Of the PLoS journals, only PLoS One allows the post-publication star rating system. Perhaps it is because PLoS One conducts only “lite” editorial review and not full peer-review.

One also needs to register with PLoS in order to rate articles and I wonder if this is to prevent authors gaming the system by rating their own articles multiple times.

Correction #1: 6 out of 7 PLoS journals have the entire system in place for comments, notes, ratings, trackbacks, and article-level metrics. The 7th is coming soon.

Correction #2: the nasty myth that PLoS ONE peer-review is “lite” needs to be eradicated before it spreads too far out – check out what our editors say about the reviewing process in the interviews: http://everyone.plos.org/tag/interview/
Not just that the peer-review at PLoS ONE is as rigorous as anywhere, but many feel that the elimination of the “novelty and earth-shakiness” criterion actually makes the peer-review more rigorous than in GlamourMagz.

I wonder what these post-publication evaluation tools will do to the ranking of journals. Current rankings are based on citations which, of necessity, take a while to percolate through the system.

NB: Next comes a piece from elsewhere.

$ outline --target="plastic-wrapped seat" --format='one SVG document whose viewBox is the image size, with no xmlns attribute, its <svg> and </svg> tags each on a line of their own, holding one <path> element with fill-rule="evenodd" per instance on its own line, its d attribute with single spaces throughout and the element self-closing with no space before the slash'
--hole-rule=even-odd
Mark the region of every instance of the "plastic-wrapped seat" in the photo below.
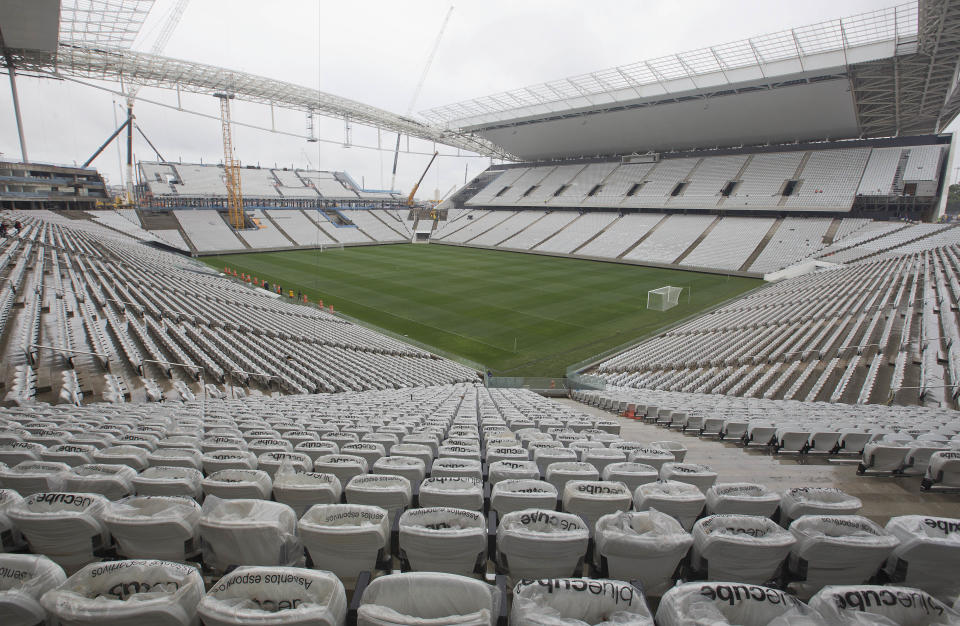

Readership of individual articles could not be measured. Now that many journals are online, and many academics access articles electronically this changes.

Do we value reading as impact? Or must it result in citations?

And with the ease of searching electronic journals for relevant articles, do readership (and citation) patterns shift?

If the point of publishing is to communicate with peers (which I agree it is), it is this reach that is important. New tools seem to offer the possibility of measuring reach more quickly and adjusting publishing strategies accordingly.

The observation in this study seems to validate the fact that novelty beats craft a fair amount of the time. Something new that captures imagination (in popular culture) or that reveals new findings (in science) beats something that is familiar, known, or customary, no matter how well-crafted.

Novelty drives early success, craft can’t sustain it. Nothing novel about that!